Using click data to improve rankings

Result quality can be improved in some situations by utilizing click data. Click data are records of which results users have clicked on in response to particular queries. The idea is that if users are selecting a particular result from a list of results, then this result is more likely to be an important resource than other resources.

Adjusting the click data scope

The following configuration settings can be used to limit the amount of click data that is considered for ranking.

  • click_data.num_archived_logs_to_use This option should be a number indicating how many logs to use from each archive directory listed. e.g. Setting this option to 5 will mean that click data from the last 5 logs (typically each log represents the amount of time between data spource updates) in your archive directories will be taken into consideration when calculating query results. This option can be set to all to indicate that every available click data log should be used.

  • click_data.week_limit This option, if set, limits the inclusion of click data to clicks that have occurred in the previous n weeks where n is the value that this option is set to. It is useful to set this feature in regularly changing websites to make sure that the click data used does not represent clicks on documents that may have since been changed or moved.

Weighting click data

Like all sources of new information, click data can have a varying degree of impact on the quality of your search results. It is important to weight the information appropriately for your results page in order to obtain the best results.

Weighting of click data can be achieved with the sco=2 and -wmeta.K options, included as either part of a search URL or as part of the query_processor_options configuration parameter in the results page configuration.
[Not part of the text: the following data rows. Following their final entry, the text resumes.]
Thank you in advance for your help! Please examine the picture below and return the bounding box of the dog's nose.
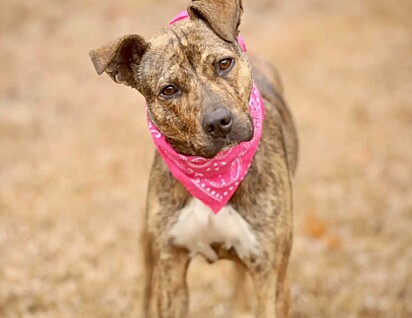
[202,108,233,138]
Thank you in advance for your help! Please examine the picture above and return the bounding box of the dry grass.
[1,0,411,317]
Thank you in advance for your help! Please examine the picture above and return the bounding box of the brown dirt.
[1,0,411,317]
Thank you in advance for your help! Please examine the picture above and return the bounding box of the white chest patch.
[169,198,259,262]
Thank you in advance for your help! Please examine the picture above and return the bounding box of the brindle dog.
[90,0,298,317]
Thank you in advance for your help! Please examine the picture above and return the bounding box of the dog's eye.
[217,58,234,74]
[160,85,179,98]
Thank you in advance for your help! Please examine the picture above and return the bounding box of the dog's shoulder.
[249,54,299,175]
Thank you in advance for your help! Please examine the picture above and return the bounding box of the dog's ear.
[188,0,243,43]
[89,35,147,87]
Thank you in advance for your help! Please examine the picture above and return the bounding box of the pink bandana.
[146,12,265,213]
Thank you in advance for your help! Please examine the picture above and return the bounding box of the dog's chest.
[169,198,259,262]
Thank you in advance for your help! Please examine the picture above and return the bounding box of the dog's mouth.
[197,123,254,159]
[166,127,253,159]
[209,137,252,158]
[165,115,254,159]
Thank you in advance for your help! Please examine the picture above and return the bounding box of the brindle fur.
[90,0,298,317]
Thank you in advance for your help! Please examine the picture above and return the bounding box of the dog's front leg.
[250,268,278,318]
[229,263,250,317]
[246,233,292,318]
[141,231,154,318]
[155,251,190,318]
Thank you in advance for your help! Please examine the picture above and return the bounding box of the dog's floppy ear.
[188,0,243,43]
[89,35,147,87]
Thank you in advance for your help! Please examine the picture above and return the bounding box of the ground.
[1,0,411,317]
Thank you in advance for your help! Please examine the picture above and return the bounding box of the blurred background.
[1,0,411,317]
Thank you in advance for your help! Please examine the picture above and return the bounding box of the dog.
[89,0,298,317]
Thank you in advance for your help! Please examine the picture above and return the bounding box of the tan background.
[1,0,412,317]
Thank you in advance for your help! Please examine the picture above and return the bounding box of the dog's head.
[90,0,253,158]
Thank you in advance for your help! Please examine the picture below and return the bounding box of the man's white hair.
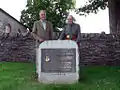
[67,15,76,21]
[66,15,76,23]
[39,10,46,14]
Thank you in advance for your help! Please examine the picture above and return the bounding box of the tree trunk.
[108,0,117,34]
[116,1,120,34]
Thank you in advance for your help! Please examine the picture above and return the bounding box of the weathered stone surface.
[0,33,36,62]
[80,34,120,65]
[0,33,120,66]
[37,40,79,84]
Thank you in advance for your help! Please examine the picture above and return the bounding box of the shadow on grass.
[48,85,72,90]
[78,66,88,83]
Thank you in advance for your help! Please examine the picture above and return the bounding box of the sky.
[0,0,110,33]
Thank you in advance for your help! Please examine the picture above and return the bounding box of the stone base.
[38,73,79,84]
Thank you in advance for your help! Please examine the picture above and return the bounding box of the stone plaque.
[41,49,76,73]
[37,40,79,84]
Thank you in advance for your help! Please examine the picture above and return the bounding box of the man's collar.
[40,19,46,23]
[68,23,74,26]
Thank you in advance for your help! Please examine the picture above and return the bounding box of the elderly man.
[59,15,81,67]
[59,15,81,44]
[31,10,53,75]
[32,10,53,48]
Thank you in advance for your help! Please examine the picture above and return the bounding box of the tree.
[75,0,108,16]
[20,0,75,31]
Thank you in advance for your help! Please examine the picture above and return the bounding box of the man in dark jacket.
[59,15,81,44]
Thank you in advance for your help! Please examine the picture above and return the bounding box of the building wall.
[0,10,27,37]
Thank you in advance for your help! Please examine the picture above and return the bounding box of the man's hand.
[31,32,44,43]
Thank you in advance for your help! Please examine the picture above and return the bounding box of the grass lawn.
[0,62,120,90]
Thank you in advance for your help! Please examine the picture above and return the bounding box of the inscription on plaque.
[41,49,76,73]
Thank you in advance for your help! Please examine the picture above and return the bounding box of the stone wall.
[1,32,120,65]
[0,33,36,62]
[79,33,120,65]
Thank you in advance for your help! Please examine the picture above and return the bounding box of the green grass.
[0,62,120,90]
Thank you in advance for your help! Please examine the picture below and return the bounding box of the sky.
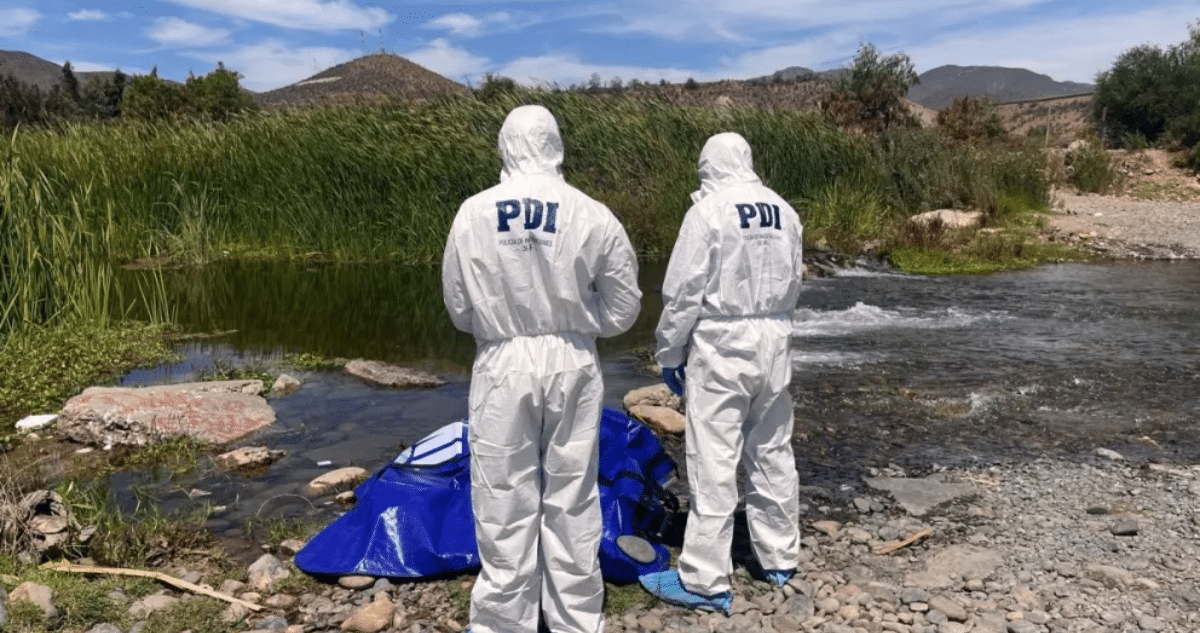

For example, to set the click data weight to 0.7 (the default is 0.5) you might include it in a search URL:

http://example.com/s/search.html?collection=example&query=stuff&sco=2[K]&wmeta.K=0.7

or perhaps set a configuration option in the results page configuration:

query_processor_options= -wmeta.K=0.7

Disabling click data

Click data is enabled by default.

To disable click data set click_data.use_click_data_in_index to false.

Click data is included in the indexing phase of updating a data source so changes will only take effect after your data source has been updated. See updating a data source for more details on updating your data source.